Al sovraffollamento del campo, vi è stata l’intolleranza degli abitanti
della città che hanno addirittura creato gruppi di linciaggio
nel caso in cui qualcuno si fosse azzardato a
superare il confine.
A tutto questo, come ci ricorda Valerio Nicolesi sui social, non va
sottovalutata la violenza della polizia croata:
“Quando sono stato in Bosnia per raccontare la rotta
balcanica la situazione era identica a questa o forse ancora più difficile
perché non c’erano campi e le persone vivevano in palazzi abbandonati. E non è
solo il freddo, come si dice in questi giorni, ma soprattutto la violenza della
polizia croata che respinge queste persone.
“Big problem croation police”, dicono in continuazione […]. Le violazioni dei
diritti umani sono quotidiane, la neve e il gelo peggiorano solo il disastro
creato dall’uomo.”
Già in passato, grazie alla
rivista Der Spiegel, è noto che la polizia croata spinge i
migranti nei confini bosniaci attraverso forme di tortura. Ce
lo testimoniano i richiedenti asilo: denti rotti, lacerazioni
profonde sul corpo, unghie strappate.
La risposta dell’OIM
Così le autorità locali- coscientemente- non hanno fornito risposte per
attrezzare il campo in vista dell’inverno, provocando così un ennesimo atto di violenza indiretta nei confronti di
migliaia di persone. L’OIM, l’Organizzazione Internazionale
delle Migrazioni, proprio quel giorno, aveva dato inizio al ritiro
del personale. Una forma di protesta nata contro l’indifferenza a cui erano sottoposti.
Le soffocanti dinamiche politiche e sociali degli ultimi mesi, dunque, sono
tutte sfociate in un’azione disperata.
Si può trascorrere la notte in un’unica tenda incolume dalle fiamme? O
trascorrere con i propri figli ore intere nella foresta che circonda il campo?
A piedi nudi, con vestiti inadeguati e con la paura di morire?
“I media troveranno solo morti”, se si continua così.

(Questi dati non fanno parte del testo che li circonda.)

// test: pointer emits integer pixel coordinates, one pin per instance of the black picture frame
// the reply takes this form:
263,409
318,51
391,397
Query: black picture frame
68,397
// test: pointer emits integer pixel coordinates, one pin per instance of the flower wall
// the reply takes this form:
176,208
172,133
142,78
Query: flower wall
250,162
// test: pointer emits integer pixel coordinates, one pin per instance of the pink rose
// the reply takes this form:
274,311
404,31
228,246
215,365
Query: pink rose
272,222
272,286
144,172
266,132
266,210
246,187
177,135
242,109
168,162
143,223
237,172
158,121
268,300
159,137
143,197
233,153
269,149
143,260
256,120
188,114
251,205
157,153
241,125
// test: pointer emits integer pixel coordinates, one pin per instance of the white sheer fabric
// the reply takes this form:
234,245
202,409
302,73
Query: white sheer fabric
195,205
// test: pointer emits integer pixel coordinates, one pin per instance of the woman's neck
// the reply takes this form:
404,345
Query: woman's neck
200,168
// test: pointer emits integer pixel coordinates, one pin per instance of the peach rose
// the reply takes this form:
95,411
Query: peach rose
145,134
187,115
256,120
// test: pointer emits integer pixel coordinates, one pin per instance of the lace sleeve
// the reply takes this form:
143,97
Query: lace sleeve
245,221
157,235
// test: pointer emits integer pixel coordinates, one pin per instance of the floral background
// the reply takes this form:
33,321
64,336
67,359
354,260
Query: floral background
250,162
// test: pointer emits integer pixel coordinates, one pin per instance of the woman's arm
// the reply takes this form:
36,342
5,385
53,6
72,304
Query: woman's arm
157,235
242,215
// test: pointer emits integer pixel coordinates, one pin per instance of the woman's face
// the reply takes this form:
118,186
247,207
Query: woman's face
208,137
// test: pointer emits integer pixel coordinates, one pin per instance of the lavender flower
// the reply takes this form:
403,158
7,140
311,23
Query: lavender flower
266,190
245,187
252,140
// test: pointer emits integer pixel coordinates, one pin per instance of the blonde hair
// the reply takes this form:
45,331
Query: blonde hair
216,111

Crediamo con fermezza che episodi come questo,
accaduti a Lipa, ma anche pochi mesi fa a Moria, in
Grecia, non siano delle spie fievoli. Ci ritroviamo davanti ad un’emergenza che
non può più attendere che le poltrone si smuovano di qualche centimetro, che le
differenze tra i popoli continuino su la scia del separatismo anziché considerarle come una risorsa.
È l’odio che nutre i popoli, che inietta violenza e schiaccia i sogni. Che poi,
ditemi voi se la vita è un sogno o un diritto inalienabile.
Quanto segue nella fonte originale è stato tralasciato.